The last time we met, we only knew one side of the invisble divide that fractures our country and conjured the other the way we wanted to see it. But this time it was different, I had crossed the line and experienced first hand what reality was, seeing each and every of my preconceived notions being blown to pieces, and re-looking at the very issues we had debated upon with new eyes.

It took me but a few minutes to get to my pet subject and talk about my dream of seeing the children of India grow together, side by side, without any labels stuck to their foreheads, taking time to build their own. Somehow I had expected T to agree to what I said. I was astonished to see his reaction and stunned when he mentioned public-private partnership in education.

A pall was cast on what had started as a happy meeting. We fumbled through the next few minutes and bid farewell. For a long time I sat in silence wondering what had happened in those years to change things between us. Why was it that felt so deeply about bridging gaps whereas all others be it politicians, educationists and so forth maintained that solutions lay in widening the gap. Had history past and recent not given us sufficient proof of how the very fabric of our society was getting destroyed by the multitude of divisive policies we were following leaving far behind the ‘we the people of India..’ of our Constitution?

T’s reaction was disturbing as I knew that he was intrinsically a good person, truly wanting to see change. He taught the best minds and thus could impart new ideas and ideologies were he to believe in them. Then why a total rejection of a common school idea. And why on the other hand was my belief strengthened each and every day. What had happened to both of us who started much in the same way?

Maybe it was the fact that I had experienced the other side, or was it that time was not yet ripe, that our social baggage was so heavy that we were still not ready to accept our children rubbing shoulders with ‘their’ kids!

All these questions plagued me all day along.

Yet I was to be validated sooner than I thought. The evening news carried the following: the brutal murders of many young children in NOIDA have touched a chord around India. For the first time, residents of NOIDA’s bungalows are now venturing out, offering a helping hand to those who work in their houses.
The year 2006 was a year that saw so many conviction. Now taking the same spirit into 2007, the battle has just begun and so tragic as it is that it’s taken the horrific serial killings to bridge the glaring class divide between an urban slum and a swanky suburban town.(NDTVnews)

Sad that so many innocent lives had to be lost to see this. I wonder how many of the mothers must have sought help when the child disappeared. I can also imagine the reaction of the likes of me who must have offered kind words and maybe money but were unwilling to make that trip to the police station.

But it is not time to cry over what cannot be changed, but celebrate this new beginning and to ensure that this very fragile spark is kept alive. There are so many who can get justice if they have our support and maybe it is a way of redressing a system that has run amok. Filing a simple FIR, as one discovered today, is a nightmare even for an educated person. Simple rights have been usurped by a feudal attitude that sets the rules turning victims into accused.
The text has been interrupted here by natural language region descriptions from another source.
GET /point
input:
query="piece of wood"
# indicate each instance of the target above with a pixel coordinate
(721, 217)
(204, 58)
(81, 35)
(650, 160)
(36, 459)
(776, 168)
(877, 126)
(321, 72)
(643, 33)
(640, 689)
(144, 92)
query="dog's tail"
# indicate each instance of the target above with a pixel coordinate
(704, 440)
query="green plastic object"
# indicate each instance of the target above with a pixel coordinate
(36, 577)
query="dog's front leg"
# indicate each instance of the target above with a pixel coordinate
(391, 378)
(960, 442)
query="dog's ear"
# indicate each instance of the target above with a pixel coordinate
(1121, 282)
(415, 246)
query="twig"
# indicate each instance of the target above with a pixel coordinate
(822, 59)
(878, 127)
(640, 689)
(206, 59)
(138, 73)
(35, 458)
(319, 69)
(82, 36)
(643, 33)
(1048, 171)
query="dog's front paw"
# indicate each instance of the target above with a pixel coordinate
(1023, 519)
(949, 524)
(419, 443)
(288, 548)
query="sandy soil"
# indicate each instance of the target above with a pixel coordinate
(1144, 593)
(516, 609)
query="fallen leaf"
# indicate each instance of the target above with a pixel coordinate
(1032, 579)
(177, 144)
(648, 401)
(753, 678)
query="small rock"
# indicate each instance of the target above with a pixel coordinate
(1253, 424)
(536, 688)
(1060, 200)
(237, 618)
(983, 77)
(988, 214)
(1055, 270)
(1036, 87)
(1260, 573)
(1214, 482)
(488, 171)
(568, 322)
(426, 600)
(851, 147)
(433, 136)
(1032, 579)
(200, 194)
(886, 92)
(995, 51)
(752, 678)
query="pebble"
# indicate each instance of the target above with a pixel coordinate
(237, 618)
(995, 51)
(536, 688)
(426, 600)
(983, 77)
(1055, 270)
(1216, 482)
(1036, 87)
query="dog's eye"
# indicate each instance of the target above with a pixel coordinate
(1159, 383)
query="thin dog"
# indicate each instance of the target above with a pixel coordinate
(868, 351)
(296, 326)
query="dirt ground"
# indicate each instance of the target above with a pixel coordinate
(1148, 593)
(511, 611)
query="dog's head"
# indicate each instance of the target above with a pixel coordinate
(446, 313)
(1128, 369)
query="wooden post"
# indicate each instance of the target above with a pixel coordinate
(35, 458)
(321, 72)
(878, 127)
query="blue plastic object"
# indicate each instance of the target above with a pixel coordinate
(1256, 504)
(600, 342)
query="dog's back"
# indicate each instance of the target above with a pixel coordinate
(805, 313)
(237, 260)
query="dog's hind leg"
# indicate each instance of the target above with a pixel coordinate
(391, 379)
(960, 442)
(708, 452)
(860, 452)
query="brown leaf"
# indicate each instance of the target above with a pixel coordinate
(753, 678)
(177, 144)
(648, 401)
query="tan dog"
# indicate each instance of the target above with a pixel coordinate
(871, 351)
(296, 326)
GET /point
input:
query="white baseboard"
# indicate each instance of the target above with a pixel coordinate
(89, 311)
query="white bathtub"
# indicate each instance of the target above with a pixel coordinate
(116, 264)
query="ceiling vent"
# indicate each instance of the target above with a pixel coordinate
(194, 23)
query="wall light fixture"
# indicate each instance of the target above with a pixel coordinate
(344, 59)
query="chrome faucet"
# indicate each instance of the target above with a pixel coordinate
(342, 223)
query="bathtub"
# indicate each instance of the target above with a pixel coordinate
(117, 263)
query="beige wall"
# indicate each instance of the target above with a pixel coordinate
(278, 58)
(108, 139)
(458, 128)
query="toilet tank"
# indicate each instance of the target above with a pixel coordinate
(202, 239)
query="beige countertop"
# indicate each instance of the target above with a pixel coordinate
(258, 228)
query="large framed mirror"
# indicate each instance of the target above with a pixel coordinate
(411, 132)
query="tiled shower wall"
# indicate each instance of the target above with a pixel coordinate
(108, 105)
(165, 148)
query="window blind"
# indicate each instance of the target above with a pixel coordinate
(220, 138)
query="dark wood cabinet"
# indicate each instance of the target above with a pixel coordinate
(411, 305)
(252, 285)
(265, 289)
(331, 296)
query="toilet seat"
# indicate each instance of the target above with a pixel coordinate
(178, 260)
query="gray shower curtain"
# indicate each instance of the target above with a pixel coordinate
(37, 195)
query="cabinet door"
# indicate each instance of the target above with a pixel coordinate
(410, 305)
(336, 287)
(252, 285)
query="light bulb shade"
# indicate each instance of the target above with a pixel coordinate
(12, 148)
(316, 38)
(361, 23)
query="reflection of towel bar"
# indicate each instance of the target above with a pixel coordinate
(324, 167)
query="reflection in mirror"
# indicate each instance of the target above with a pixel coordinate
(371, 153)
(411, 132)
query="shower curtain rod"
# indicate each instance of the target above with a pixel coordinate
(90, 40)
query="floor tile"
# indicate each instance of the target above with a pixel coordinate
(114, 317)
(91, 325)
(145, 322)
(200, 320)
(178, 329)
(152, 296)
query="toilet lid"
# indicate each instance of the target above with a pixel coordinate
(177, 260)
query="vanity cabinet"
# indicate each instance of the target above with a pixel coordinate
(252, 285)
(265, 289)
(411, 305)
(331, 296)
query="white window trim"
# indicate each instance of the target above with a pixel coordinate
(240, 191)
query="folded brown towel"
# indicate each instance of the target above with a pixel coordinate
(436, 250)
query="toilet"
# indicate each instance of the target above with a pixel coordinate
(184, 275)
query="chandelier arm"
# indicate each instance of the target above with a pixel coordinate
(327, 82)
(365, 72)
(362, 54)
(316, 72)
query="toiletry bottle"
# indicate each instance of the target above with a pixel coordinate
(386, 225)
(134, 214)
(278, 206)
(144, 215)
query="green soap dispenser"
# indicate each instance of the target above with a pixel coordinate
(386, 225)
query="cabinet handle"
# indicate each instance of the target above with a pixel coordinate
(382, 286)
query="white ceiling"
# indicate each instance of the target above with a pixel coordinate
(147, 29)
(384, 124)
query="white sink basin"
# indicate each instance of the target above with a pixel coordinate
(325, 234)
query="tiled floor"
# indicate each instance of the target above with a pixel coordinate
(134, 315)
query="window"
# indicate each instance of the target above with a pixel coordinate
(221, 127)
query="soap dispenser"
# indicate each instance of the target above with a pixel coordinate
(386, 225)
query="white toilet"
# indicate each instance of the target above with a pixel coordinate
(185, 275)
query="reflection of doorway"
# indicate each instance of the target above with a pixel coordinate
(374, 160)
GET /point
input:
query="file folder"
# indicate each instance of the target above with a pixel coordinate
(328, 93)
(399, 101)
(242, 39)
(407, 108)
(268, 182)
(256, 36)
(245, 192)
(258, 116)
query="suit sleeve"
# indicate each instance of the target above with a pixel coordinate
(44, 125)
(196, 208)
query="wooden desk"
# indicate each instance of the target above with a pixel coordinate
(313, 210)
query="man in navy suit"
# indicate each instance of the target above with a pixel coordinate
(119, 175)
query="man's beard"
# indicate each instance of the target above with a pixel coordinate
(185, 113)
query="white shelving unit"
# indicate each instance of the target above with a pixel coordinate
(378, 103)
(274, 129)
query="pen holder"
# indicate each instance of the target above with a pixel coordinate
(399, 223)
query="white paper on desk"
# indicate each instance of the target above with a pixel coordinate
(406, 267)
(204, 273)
One has to also ensure that this new found compassion does not become another power game or get hijacked on the way by those waiting in the wings for any cause to espouse to fulfil their own agendas.

I said earlier that maybe the time was not ripe for the elusive common school system. However I want to believe that if people have found it in their heart to reach out to their poorer brethren, then slowly they may also come to accept one day to have their kids share a school bench.

I guess the penny will drop when one comes to understand that in doing so we are not doling out any charity but investing in our own tomorrows.